This document describes the 32-bit Itty Bitty Stack Machine (IBSM), hopefully in sufficient detail as to enable a competent programmer to implement it, the virtual computer we use for operating system research and development. There are two objectives served in this design:
1. The virtual computer must be fast, that is, it should be capable of emulation at a raw speed not slower than 10% of the host native hardware.
2. It must be simple, so that not very much host code is needed to implement it.
The initial IBSM implementation, written in HyperTalk compiled to 68000 code emulated in the MacOS PowerPC emulator, is neither fast nor simple. However, it does provide a lot of debugging facilities that would not be present in the production implementation.
The first implementation had a very clumsy tagged address mechanism
to support multiple address segments. That has been removed and simplified,
so all memory addresses are now offset from a single Base Register. There
is now only one load and one store instruction, for local frame-based access,
and a couple conversion operators for converting that to Base-Register
form and back.
The peripheral hardware is idealized to simplify the system management of it:
The Keyboard provides keypress interrupts with ASCII data and the real-time state of modifier keys.Because the architecture is word-addressed, Endianness is not normally a concern to the programmer. However, character strings are stored in sequential bytes in the host-defined endian order. The IBSM has a special shift operation that extracts and inserts bytes in the correct position for the underlying hardware, completely transparently to the software. The software can of course test for endianness, but except for importing cross-platform program files, this is not necessary.
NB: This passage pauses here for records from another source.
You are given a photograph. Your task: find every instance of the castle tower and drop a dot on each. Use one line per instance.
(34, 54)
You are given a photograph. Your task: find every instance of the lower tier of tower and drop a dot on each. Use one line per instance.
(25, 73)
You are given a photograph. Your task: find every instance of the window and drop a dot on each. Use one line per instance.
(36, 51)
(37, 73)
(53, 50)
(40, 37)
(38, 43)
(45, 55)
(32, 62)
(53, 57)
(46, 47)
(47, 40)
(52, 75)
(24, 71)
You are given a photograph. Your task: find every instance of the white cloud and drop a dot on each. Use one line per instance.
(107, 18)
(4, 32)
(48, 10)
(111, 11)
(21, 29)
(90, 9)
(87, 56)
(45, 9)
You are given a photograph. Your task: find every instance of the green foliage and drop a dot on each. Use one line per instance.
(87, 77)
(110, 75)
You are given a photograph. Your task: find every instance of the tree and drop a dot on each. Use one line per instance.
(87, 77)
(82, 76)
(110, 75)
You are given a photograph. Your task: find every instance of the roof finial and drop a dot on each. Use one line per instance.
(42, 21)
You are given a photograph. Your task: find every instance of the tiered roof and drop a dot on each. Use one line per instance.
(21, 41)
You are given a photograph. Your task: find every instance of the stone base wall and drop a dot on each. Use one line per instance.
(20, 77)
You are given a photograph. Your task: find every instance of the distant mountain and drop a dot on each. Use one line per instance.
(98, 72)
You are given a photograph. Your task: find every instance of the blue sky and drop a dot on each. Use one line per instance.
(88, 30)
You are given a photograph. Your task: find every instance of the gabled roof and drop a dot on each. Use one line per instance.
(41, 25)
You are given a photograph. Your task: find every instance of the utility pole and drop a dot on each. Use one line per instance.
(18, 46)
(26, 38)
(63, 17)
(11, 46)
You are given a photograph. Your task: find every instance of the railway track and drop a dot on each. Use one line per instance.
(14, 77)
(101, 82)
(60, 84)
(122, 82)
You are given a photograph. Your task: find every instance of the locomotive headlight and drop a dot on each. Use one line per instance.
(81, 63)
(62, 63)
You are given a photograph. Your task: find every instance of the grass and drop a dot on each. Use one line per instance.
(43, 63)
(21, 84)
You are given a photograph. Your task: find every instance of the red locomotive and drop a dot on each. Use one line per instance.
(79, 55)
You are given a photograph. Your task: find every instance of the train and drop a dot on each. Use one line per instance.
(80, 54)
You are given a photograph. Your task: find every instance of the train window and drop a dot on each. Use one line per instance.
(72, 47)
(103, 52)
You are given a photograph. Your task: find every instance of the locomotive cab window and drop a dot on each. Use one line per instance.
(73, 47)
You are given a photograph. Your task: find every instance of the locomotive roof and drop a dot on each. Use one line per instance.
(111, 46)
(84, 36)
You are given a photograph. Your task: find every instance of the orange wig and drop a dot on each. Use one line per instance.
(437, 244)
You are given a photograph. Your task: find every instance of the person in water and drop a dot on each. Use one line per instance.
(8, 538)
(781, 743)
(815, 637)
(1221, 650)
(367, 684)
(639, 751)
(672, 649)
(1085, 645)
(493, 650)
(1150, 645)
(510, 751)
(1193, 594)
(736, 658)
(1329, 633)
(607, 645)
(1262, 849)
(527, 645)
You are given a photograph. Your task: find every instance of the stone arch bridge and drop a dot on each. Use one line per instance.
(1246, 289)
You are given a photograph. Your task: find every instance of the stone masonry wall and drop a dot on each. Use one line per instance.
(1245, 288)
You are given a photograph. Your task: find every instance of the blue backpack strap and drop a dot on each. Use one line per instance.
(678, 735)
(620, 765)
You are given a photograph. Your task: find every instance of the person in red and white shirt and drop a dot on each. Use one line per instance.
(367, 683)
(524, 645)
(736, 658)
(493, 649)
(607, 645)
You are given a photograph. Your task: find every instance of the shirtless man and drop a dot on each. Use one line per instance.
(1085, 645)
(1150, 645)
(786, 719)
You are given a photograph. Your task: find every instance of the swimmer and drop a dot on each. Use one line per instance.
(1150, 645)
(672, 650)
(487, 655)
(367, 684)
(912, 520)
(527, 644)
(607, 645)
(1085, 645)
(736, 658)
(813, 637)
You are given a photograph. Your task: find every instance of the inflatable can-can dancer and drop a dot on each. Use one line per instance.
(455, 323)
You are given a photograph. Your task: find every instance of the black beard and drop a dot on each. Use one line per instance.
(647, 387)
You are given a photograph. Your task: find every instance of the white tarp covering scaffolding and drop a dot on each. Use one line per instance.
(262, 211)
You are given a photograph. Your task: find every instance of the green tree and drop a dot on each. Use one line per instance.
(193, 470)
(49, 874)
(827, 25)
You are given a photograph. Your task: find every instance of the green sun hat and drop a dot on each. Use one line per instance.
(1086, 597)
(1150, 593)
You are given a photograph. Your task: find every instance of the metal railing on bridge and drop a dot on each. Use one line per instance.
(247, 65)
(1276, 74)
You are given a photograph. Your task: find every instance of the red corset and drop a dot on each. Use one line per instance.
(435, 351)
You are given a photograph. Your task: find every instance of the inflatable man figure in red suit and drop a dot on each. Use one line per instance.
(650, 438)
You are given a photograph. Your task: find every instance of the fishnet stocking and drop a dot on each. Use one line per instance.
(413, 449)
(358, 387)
The Mouse provides button interrupts and real-time position information, relative to the virtual screen.
The Screen maintains its own buffer and supports four high-level graphical operations, plus the ability to set rectangle-based clipping regions.
The virtual Disk drive is sector-mapped direct-memory transfer, with interrupt on completion.
There is a Host interface for sending a variety of operations out to the host platform, and for receiving results (and interrupts) back.
There is a place for Serial interfaces, not presently implemented (these are all handled by the Host).
The IBSM packs up to six (or sometimes seven) 5-bit instructions into a 32-bit instruction word. This allows for 31 5-bit frequently used instructions, and 32 10-bit less-frequently used instructions, of which the first 5-bit nibble is an escape from the first set. These are described below in detail. There is no requirement to fill the instruction word; unused bits filled with zero are no-operations, skipped by the emulator. However, denser code puts less of a burden on the memory bandwidth, resulting in faster execution. Furthermore, because the multiple-op instruction word is not normally interruptable in the middle, it runs faster in emulation due to fewer tests for interrupts.
Memory addresses in memory are relative to a base register, so that
both program code and data can be dynamically relocated by the operating
system while preserving the addresses of data stored in there. The base
register is not normally accessible to programmers in application programs,
but is maintined by the system software for memory management.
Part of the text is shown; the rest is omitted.